Roger Marolt: Giving a finger to the chain gang
Aspen football chain-ganging is demanding mentally, physically and gastrointestinally. Yes, it takes guts. New members are admitted only when a current member dives into life’s end zone. We work for peanut M&Ms and halftime hot dogs. When passes are dropped, a 48-minute game can take three hours. To top it off, we all eventually end up with gnarled fingers. These breaks come while tossing the football before games on fall Friday evenings, where jammed fingers cry out over the autumnal breeze like cereal elves: Snap! Krackle! Pop!
I grew up in a skiing family who loves baseball and competes like magpies on roadkill. I never learned to “have a catch.” You remember that hokey phrase Kevin Costner used in “Field of Dreams” when he longed for lazily tossing a baseball back and forth with his Pa, 20 feet apart in the front yard, tracing imaginary rainbows with the arcs of their gentle throws. We never did that. We played burnout which is firing the ball back and forth as hard as you can until it gets too dark to see or someone says “uncle” because his or her hand goes numb, whichever comes first. This addicting game has followed me into “adulthood.”
I believe the first finger I broke was Bill’s. He is the senior member, moving the sticks since perhaps when footballs were round. His phalange snapped for the joy of serving so long ago that I don’t recall the particulars, but one look at his knuckle confirms it’s not hypochondria. He never picks up a football anymore, not even an incomplete pass that comes to rest at his feet.
Tim was next. He’s still bellyaching about it. He says I throw a football like Hickory House hot wings — too damn hot. I permanently jammed one of Ken’s fingers at the first pre-game he joined us for. Chris claims he’s never broken a finger out there, but we’ve all noticed how gingerly he pulls his wallet when the tab comes.
That left Dwayne and me as the only members who could count whole numbers on our digits without having to consider fractions. That is until the first home game this fall. I’m not saying I threw a perfect spiral, but he had his hands all tangled up, too. I mean, seriously; the dude was a baseball catcher in college. Anyway, the ball bent his finger forward so it resembles the Grim Reaper’s scythe. Apparently, it will stay that way until offseason surgery.
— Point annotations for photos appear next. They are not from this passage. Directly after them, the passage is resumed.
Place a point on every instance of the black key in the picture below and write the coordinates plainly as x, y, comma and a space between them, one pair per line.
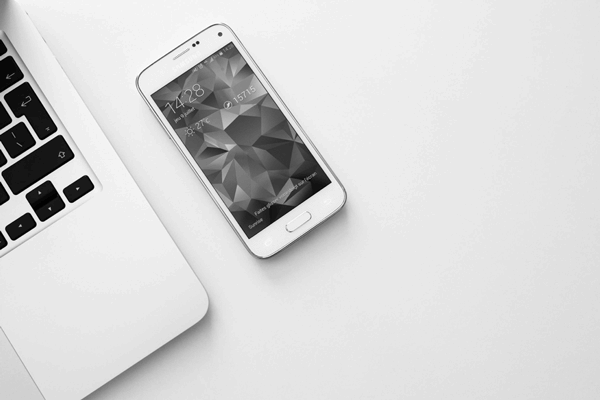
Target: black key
23, 101
20, 227
4, 117
78, 189
17, 140
45, 201
3, 242
3, 195
10, 73
37, 164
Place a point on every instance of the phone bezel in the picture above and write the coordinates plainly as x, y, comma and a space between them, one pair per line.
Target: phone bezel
275, 237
I poked fun at him mercilessly for days afterward: “You got hands like feet.” “Musta hit you in a bad place — your hands.” “What, did someone punch you in the nose?” “It’s your middle finger so it must be an overuse injury”, etc., etc. Best of all, the medical term for the injury is “mallet finger.”
As captain of the chain gang, chosen by secret ballot, protested and re-counted every single week, I never considered that karma applied to me. As our unofficial motto is “At least consider doing the right thing,” I believed we had some sort of cosmic exemption. This assumption proved false, and I am paying now with my own case of mallet finger.
Mallet finger! Who has heard of it? Nobody, that’s who. Dwayne gets one and a week later, I get one, too! It’s preposterous! Mine happened in a cosmically punishing log chopping accident.
We were at a mountain cabin with Bill and his wife, Leah. Everybody wanted a fire, like that would burn the edges off a long week. I might have been showing off a bit and swung harder than necessary. I must have hit a knot or an old squirrel skull. I felt the sting in my hands and arms as a chunk of log shot back like a rocket. In one sense I got lucky. Had that piece of wood not smashed into my fist, it would have hit me right where the fly meets the pant leg seams.
Chain-ganging isn’t all the glitz and glamor it oftentimes appears to be from the stands. I’ve pulled a hamstring and a gastrocnemius trying to keep pace with Aspen’s hurry-up offense. Dwayne put off knee surgery until the end of the season a couple years ago. Bill worked a game with a bad head cold (it might have only been allergies). Tim once fought off hunger pains. And still, love of the game conquers all. We happily give you our knuckles.